数年前からアートコミュニケータとしてVTS (visual thinking strategy = 対話型鑑賞)のファシリテーターをするようになったのだが、毎回何気なく発していたフレーズ、「こちらの作品をまずよく味わってみてください」に対する鑑賞者(小学生)からの一言がきっかけだった。
「味わうってどういうこと?」
とりあえず友人の哲学対話に参加した時にテーマにしてもらい、様々な人の「味わう」を聞いてみた。とにかく興味深い「味わう」だらけだった。が、わたしにとって言葉というものはどこか抽象的で、その言葉が意味するところが感覚的に腹落ちしなかった。

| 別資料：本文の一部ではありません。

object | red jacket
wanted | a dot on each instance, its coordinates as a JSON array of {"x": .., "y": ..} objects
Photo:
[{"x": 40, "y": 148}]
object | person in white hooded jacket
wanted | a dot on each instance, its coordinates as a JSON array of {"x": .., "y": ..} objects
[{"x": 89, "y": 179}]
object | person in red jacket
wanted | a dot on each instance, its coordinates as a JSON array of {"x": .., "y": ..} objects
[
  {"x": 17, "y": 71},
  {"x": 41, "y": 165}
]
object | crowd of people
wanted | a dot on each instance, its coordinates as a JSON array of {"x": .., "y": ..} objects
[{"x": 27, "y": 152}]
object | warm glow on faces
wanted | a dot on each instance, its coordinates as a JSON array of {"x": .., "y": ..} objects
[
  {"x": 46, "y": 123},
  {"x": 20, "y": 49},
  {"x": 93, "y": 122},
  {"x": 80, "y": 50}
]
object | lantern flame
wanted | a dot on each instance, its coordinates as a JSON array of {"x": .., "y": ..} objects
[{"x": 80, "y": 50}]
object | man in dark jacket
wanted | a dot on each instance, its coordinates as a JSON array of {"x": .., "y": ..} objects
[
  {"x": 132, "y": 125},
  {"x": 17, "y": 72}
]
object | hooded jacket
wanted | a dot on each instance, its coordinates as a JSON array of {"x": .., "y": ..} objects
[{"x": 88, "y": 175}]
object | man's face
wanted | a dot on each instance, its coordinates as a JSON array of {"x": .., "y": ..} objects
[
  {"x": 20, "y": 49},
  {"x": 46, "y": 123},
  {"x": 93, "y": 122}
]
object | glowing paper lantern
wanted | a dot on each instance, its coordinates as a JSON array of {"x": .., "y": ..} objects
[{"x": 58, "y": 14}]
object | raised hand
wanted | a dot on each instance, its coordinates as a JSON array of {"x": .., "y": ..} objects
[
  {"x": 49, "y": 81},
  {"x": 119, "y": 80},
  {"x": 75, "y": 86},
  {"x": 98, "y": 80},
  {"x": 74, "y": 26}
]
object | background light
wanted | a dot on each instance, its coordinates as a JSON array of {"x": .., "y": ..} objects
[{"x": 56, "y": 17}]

例えば「りんご」と聞いてそれぞれが想像するりんごが違うように、言葉は他人とコミュニケーションを取るために削ぎ落とされた最大公約数みたいな側面があると思う。
そこで、自分にとっての味わうを体感するためにその字の如く、ファスティング(断食)をすることにした。3日間の断食 (酵素ドリンクは飲んでいたが) を終えていよいよ食べ物 (大根の細切りを昆布で煮たものと潰した梅干し) を身体に入れるとき、びっくりするくらい感覚が鋭くなっていた。まず嗅覚が反応して、身体全体に信号を送っている感じ。口に入れた時、身体の全感覚が、全意識が集中して、「これが味わうってことかも!」と感じた。言葉と感覚が結びついた瞬間だった。
わたしの場合、味わうためには意識も身体の感覚も対象に委ねながらも集中する必要があるのかもしれない。とはいっても、断食という特殊な状態ではなく、もう少し普通の状態で味わってみたい。そして味覚の「味わう」を再確認したところで他の感覚の「味わう」も試してみたくなり。次は茶道を始めることにした。
茶道には全てが詰まっているだとか、総合芸術だとか色々言われているけれど、感覚を鍛える、とも聞いたから。ゼロからのスタート、とにかくその場で起きていることを一つも逃すまいと必死で観察することから始まった。これはこれで感覚を総動員してはいるのだが、全くもって味わうどころではない。そこから1年が過ぎ、身体の動きが自然に身についてきた頃、ふとした瞬間にふっと「味わう」がやってくるようになった。それは断食の時のような圧倒的なものではなくて、もう少しさりげないもの。
様々な「味わう」を、分かった気がしてまた分からなくなる、を繰り返し、ほんの少しずつ、じわりじわりと腹に落ちてきている。いつか腹の底まで落ちきったら、どんなふうに感じるのだろう。